Lovely free-range chicken on offer at the market today so stocked up and have thrown it in the oven drizzled in olive oil and scattered with thyme leaves...enough to make a couple of meals in there so as well as staple fajitas (my son's current favourite) I think a hearty chicken pot pie as well which can be frozen (uncooked) and taken out on a less inspired evening!
As well as my trusty shortcrust pastry (see Easter entry) a creamy mix of veg to go with shredded chicken meat, and if you don't eat meat just add extra veg for an equally tasty homely meal.
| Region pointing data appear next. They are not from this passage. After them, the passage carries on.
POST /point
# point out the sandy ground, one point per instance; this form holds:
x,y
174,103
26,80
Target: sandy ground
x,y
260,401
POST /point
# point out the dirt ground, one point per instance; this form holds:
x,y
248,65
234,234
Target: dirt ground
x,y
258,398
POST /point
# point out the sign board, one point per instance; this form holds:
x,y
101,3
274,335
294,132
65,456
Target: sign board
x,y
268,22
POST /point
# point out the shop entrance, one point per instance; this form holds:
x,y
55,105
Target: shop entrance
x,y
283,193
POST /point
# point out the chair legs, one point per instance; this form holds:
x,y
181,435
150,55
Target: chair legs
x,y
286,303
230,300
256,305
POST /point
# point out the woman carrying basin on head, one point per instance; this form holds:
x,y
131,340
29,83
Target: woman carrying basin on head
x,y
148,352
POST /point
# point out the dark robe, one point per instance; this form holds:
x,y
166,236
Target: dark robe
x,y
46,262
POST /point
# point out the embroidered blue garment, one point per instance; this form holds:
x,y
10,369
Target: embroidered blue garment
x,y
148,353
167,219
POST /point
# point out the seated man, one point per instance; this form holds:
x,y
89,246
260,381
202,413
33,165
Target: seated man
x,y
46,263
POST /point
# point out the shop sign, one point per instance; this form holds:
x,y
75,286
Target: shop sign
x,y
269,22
Today I added some cubed smoked Easter ham that we had left over in the fridge.  
I'm having trouble with my layout so bear with me!


Chicken Pot Pie

  • About 300 ml chicken stock (I use an organic cube)
  • about 1/2 glass white wine (not absolutely necessary but adds a little something I think)
  • garlic cloves , finely chopped
  • thyme sprigs
  • 225g carrots , chopped
  • 2 leeks cut into thin rounds or 2 shallots finely chopped
  • cup of frozen peas
  • about 10 button mushrooms sliced
  • About 1/2 small broccoli cut into small florets
  • * or, you can substitute the fresh veg with frozen macedoine veg.
  • 4 skinless roasted chicken breasts
  • 2 tbsp cornflour , mixed with 2 tbsp water
  • 3 tbsp heavy cream
  • 1 heaped tsp Dijon mustard
  • good handful chopped 
  • parsley
  • salt & pepper to taste

  1. Preheat oven to 400 F
  2. soften the leeks or shallots and garlic in olive oil
  3. Add the vegetables and thyme and cook for a few minutes
  4. Add wine and allow to cook off for a bit before adding stock, cream and mustard
  5. Add cornflour mixture and allow to thicken
  6. Tear or cut the chicken into chunky shreds and add to the vegetable mixture
  7. Put into your pie tin or a deep glass baking dish and allow mixture to cool
  8. Cover with a thickish layer of shortcrust pastry (make sure to poke a few holes through the pastry before baking)
  9. Bake for 25-30 mins until filling is bubbling and pastry is golden
n.b this recipe can also be frozen before pastry has been cooked.  I find it is easiest to freeze in aluminium trays.